CELEX: 62017TN0280
Language: en
Date: 2017-05-09 00:00:00
Title: Case T-280/17: Action brought on 9 May 2017 — GE.CO.P. v Commission

3.7.2017   
            
            
               EN
            
            
               Official Journal of the European Union
            
            
               C 213/37
            
         Action brought on 9 May 2017 — GE.CO.P. v Commission
   (Case T-280/17)
   (2017/C 213/51)
   Language of the case: Italian
   
      Parties
   
   
      Applicant: GE.CO.P. Generale Costruzioni e Progettazioni SpA (Rome, Italy) (represented by: G. Naticchioni, lawyer)
   
      Defendant: European Commission
   
      Form of order sought
   
   The applicant claims that the Court should, after declaring unlawful the adoption by the European Commission — Office for Infrastructure and Logistics, Luxembourg — of the decision of 7 March 2017 by which the applicant, GE.CO.P. SpA, was excluded for a period of two years from European tendering procedures and the measure was published, annul that decision and all of the acts which stem from it or are conditional upon it, including those of which the applicant is unaware, and order the Commission to pay the costs relating to the present proceedings.
   
      Pleas in law and main arguments
   
   The contested measure concerns the termination by the Commission of its own motion, on 5 August 2015, of the public works contract No 09bis/2012/OIL — Lot 1 concerning renovation works on two buildings, referred to as the ‘Foyer européen’ located in Luxembourg, awarded to GE.CO.P.
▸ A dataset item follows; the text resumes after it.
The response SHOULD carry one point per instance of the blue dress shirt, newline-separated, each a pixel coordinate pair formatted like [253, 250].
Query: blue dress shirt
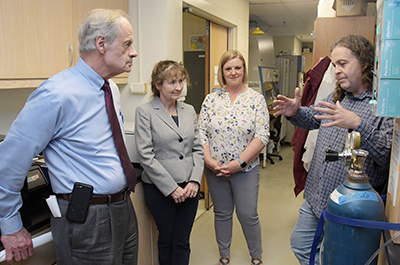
[66, 118]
   In support of the action, the applicant alleges infringement of Article 8 of Regulation (EU, Euratom) 2015/1929 of the European Parliament and of the Council of 28 October 2015 amending Regulation (EU, Euratom) No 966/2012 on the financial rules applicable to the general budget of the Union (OJ 2015 L 286, p. 1), as well as infringement of Article 41 of the Charter of Fundamental Rights of the European Union.
   The applicant claims in this regard that the contested decision was not preceded by a proper adversarial procedure. The applicant claims that it was not informed of the commencement of the exclusion procedure and was therefore not in a position to defend itself in the context of the procedure and put forward arguments in its favour before the adjudicating body.
   Had the applicant been in a position to defend itself, it would have put forward arguments in its defence which would most likely have resulted in a change in the adjudicating body’s opinion on the matter and a different outcome to the overall proceedings, more favourable to GE.CO.P.